他現下醉醺醺的,說的都是胡話,而且……而且他還在和顧回風戀愛。


    顧休與打定主意,準備讓雲晚汀乖乖蓋被子睡覺。


    可下一瞬,雲晚汀從被子裏舉出兩條瑩白如玉的手臂,不滿地催促道:“怎麽還沒有抱抱。”


    顧休與深呼吸幾番,大步行至床邊,沉聲道:“雲晚汀,你清楚我是誰嗎?我不是顧回風。”


    雲晚汀神色純真而茫然,他小聲道:“難受,要抱抱……”


    “……”顧休與被他磨得青筋暴突,雙臂一伸便將他抱了起來。


    小貓腦袋輕輕臥在他肩窩,撒嬌道:“走走,晃晃。”


    顧休與簡直要舉手投降,抱著他跟小孩哄睡一般,一麵顛晃,一麵在屋內繞圈。


    雲晚汀卻仍然不舒服,他晃晃腦袋道:“頭暈……熱。”


    又醉酒又奔波又發燒的,不頭暈才怪。


    至於熱……顧休與也熱,畢竟他擔心雲晚汀再著涼,將空調定在29c。


    此刻二人身上僅剩單衣單褲,近乎肌膚相親,彼此間體溫都滲透交融在一處,曖昧得撓人心尖。

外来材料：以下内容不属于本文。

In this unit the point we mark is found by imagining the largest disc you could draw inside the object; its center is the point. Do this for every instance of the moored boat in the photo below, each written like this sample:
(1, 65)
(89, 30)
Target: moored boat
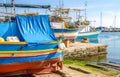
(91, 35)
(29, 45)
(62, 28)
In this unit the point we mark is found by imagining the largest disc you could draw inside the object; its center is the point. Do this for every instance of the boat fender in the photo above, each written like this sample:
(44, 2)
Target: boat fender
(61, 45)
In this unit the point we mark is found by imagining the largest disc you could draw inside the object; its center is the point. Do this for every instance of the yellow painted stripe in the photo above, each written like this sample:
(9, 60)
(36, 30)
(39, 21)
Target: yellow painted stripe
(87, 34)
(7, 42)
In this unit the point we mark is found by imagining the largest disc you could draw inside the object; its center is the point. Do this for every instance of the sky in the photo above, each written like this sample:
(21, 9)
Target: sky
(109, 9)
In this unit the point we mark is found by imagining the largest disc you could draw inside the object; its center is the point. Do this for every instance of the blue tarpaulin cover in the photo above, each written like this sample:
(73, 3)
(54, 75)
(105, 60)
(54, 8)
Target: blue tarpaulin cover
(35, 29)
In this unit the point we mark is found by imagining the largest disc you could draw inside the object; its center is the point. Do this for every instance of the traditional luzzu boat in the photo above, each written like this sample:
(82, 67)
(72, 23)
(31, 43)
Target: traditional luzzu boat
(91, 35)
(29, 46)
(62, 28)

    雲晚汀瞳仁蒙著一層濕濛的水霧,無聲定格在顧休與眼中。


    他蹬了蹬腿,吐出的每個音也都濕熱黏膩:“熱……嗚……”


    顧休與大掌挪上去,扣住他後頸。


    掌心溫度竟似比低燒的雲晚汀還要高,燙得雲晚汀張著唇,銜著一根濕紅軟舌,汲取室內黏稠的氧氣。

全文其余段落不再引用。